Tuesday, June 15, 2010

science, stitch, and a cup of tea.

I must be wanting a quilt to crawl under - but today I feature quilter Ruth Tabancay. Her quilts are gorgeous and very conceptual. The textures are beautiful and complicated. Both of the above works are made with used tea bags.

birthing bed and detail.

Ruth states:

The imagery in my work is based on time spent looking through a microscope. First as a bacteriology major and later in medical school, I spent many fascinating hours exploring the microscosmos of bacteria, fungi, and parasites, and of human tissues, such as squamous epithelium, striated muscle, collagen networks, and blood cells. Alone with my slides, I could leave the tangible world and enter, for me, an as yet unexplored space. Though it has been many years since that actual experience, these forms have never left my visual memory. Using the latest digital technology in software and computerized looms, I incorporate, both directly and indirectly, these microscopic images into my Jacquard weaving. With my study of textiles, it is natural that my attention would turn to the micro cosmos of fiber and fabric. With the use of the scanning electron microscope, I discover the dimensionality of individual fibers and the topography of woven cloth. My chosen media, Jacquard weaving and the materials used to create these works, are themselves the subject of the image.

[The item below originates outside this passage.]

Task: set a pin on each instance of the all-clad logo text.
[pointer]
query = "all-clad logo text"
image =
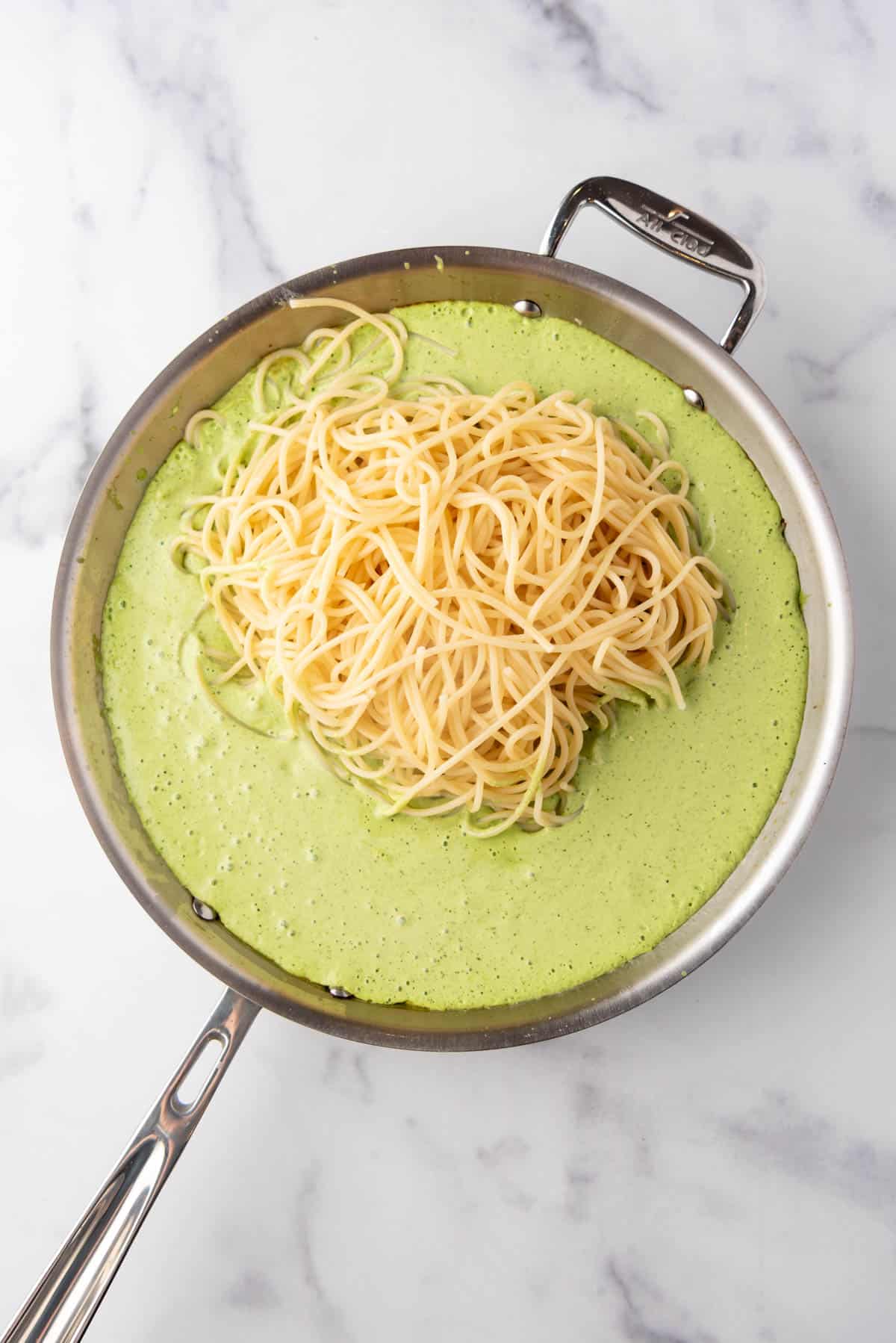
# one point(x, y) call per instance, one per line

And in another body of work, in a medium that can be considered the diametric opposite of “high tech,” I use recycled teabags to sew sculptural forms that have meaning for me on two levels. The hand-stitched surfaces recall visions of vast epithelial sheets and cell cultures. The teabags themselves represent the intimacy and ritual of sipping a cup of tea with family and friends and the finished sculpture, a gesture of warmth.


I personally love when the sciences merge with the hand made- they make such a fascinating and unexpected relationship.